Is there anything else you would like us to know? (400 words)
Most students will not complete this essay unless there is something glaring you left out of your primary application or if you have had any recent developments since submitting your primary application.
Columbia Medical School Acceptance Rate and Admissions Statistics
Last year received Columbia received 7537 applications and interviewed 14% of applicants. 26% of applicants interviewed were accepted for a class size of 140.
Columbia Medical School Acceptance Rate (2020)
For the entering class of 2019-2020, the Columbia Medical School acceptance rate is 3.4%
Columbia does not have rolling admissions; all decisions are released in early March every year. Columbia, like most medical schools, does not disclose how many students, if any, are accepted from the waitlist.
Columbia Medical School Interview
Interview invitations start to be extended in mid-August. Columbia has one traditional one on one, open file medical school interview that typically lasts 30 minutes based on our students’ experiences. These interviews tend to be low stress interviews and tailored to the applicant and his or her background and experience. At Columbia, perhaps more so than at other medical schools, your interviewer serves on your advocate on the admissions committee. Therefore, your interview experience at Columbia will really make or break your admissions outcome.
Columbia Medical School Tuition
Columbia’s tuition is $63,507. With room and board, total annual costs are $91,215. 79% of students receive aid and average graduate debt is $121,913.

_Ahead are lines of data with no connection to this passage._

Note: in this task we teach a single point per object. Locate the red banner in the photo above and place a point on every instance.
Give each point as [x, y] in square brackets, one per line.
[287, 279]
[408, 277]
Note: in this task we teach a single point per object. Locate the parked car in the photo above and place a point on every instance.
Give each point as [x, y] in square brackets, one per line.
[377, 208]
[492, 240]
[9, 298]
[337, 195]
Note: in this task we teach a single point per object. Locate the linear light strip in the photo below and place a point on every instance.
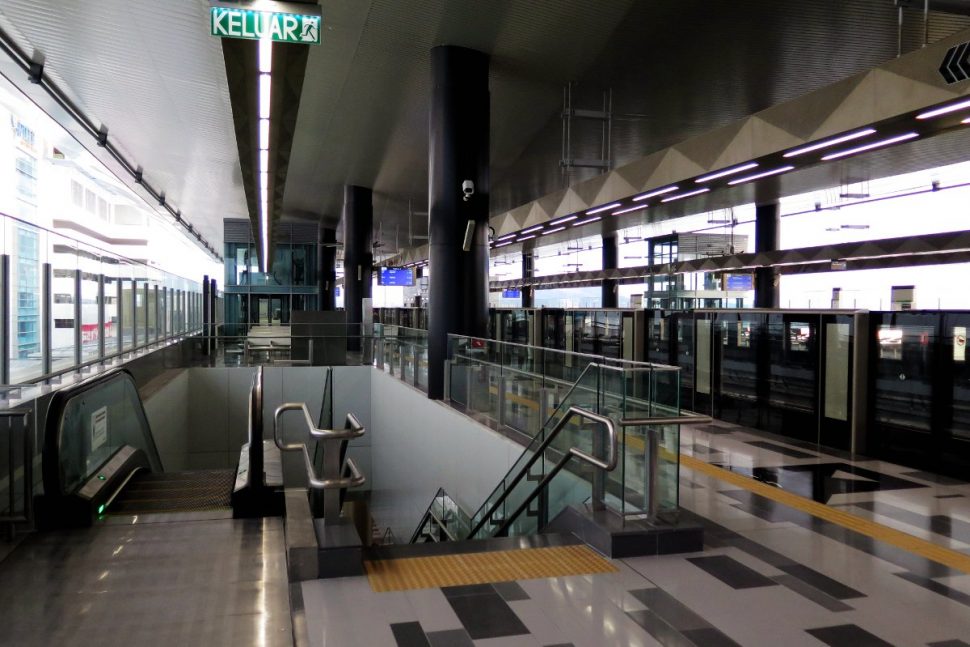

Columbia Residency Placement
As you can imagine, Columbia graduates do quite well with many matches in very competitive specialties such as dermatology, ophthalmology, orthopedic surgery, otolaryngology and plastic surgery. The average USMLE Step 1 score was 238 which is impressive. Columbia’s most popular residency placements were in the following specialties and medical professions:
- Internal Medicine
- Emergency Medicine
- Obstetrics and Gynecology
- Orthopaedic Surgery
Columbia Vagelos College of Physicians and Surgeons is an outstanding medical school that offers students who want to live in New York City incredible opportunities to learn from some of the best people in academic medicine. At the same time, it gives student interested in everything from public to global health access to departments that lead these disciplines. Finally, as a Columbia graduate, assuming you take advantage of everything available to you, you will be able to match in to the specialty and program of your choosing. Good luck!